Wednesday 23 October, 2019

Venezuela's congress names new leader, vows to battle Maduro

Venezuelan lawmaker Juan Guaido swears in as President of the National Assembly in Caracas, Venezuela, Saturday, Jan. 5, 2019. (AP Photo/Fernando Llano)

Venezuelan lawmaker Juan Guaido swears in as President of the National Assembly in Caracas, Venezuela, Saturday, Jan. 5, 2019. (AP Photo/Fernando Llano)

Venezuela's opposition-controlled congress opened its first session of the year Saturday, installing a fresh-faced leader who struck a defiant tone and vowed to take up the battle against socialist President Nicolas Maduro.

Juan Guaido assumes the presidency of the National Assembly stripped of power by Maduro, whose government is blamed for leading the once-wealthy oil nation into a historic political and humanitarian crisis.

Speaking to legislators, Guaido named off several opposition politicians and opponents of Maduro's government who have been jailed, driven into exile or killed. He said desperation has driven masses of common citizens to flee abroad looking for work, he said.

"We are under an oppressive system," he said. "It's not just that — it is miserable."
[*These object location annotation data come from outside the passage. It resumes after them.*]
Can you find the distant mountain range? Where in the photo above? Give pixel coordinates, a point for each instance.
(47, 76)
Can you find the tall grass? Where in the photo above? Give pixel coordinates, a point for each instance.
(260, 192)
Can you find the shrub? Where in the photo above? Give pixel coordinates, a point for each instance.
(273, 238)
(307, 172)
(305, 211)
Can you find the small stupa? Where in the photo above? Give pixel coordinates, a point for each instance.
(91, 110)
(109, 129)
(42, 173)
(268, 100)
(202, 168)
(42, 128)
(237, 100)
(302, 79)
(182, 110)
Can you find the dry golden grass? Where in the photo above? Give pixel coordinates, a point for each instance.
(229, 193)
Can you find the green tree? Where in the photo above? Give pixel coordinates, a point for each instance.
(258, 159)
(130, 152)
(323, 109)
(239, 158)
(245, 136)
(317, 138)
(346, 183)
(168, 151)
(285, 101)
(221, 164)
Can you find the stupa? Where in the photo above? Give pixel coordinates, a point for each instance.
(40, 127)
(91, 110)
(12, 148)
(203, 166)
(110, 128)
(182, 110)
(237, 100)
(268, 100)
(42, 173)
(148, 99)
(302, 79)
Tall and youthful, Guaido represents the next generation of Venezuelan political opposition, taking up the assembly's leadership following 74-year-old Omar Barboza.

An industrial engineer and former student leader, Guaido is from the same political party as Leopoldo Lopez, Venezuela's most popular opposition leader under house arrest and considered by government opponents to be a political prisoner.

Guaido called Maduro a dictator whose legitimacy has run out. Venezuela is living a "dark but transitional" moment of its history, he said, adding that among its first acts congress will create a transitional body to restore constitutional order, but he offered no details.

Foreign diplomats from the United States, Canada, Japan, Italy and Germany attended the assembly's inaugural session in a show of solidarity.

It opened days before Maduro's inauguration to a second, six-year term widely condemned as illegitimate after he declared victory in the May 20 election considered a sham by many foreign powers.

As international pressure mounts, a dozen Latin American countries and Canada on Friday urged Maduro to cede power and hand it over to congress until a valid president is elected and democracy restored.

Venezuelan officials accuse the coalition of taking orders directly from U.S. President Donald Trump, who they frequently accuse of spearheading an economic war against Venezuela.

"Those of us here are fighting every day to restore democracy," Guaido said. "We want the protection of the rule of law. We want the Venezuelans to be protected, because we believe in life."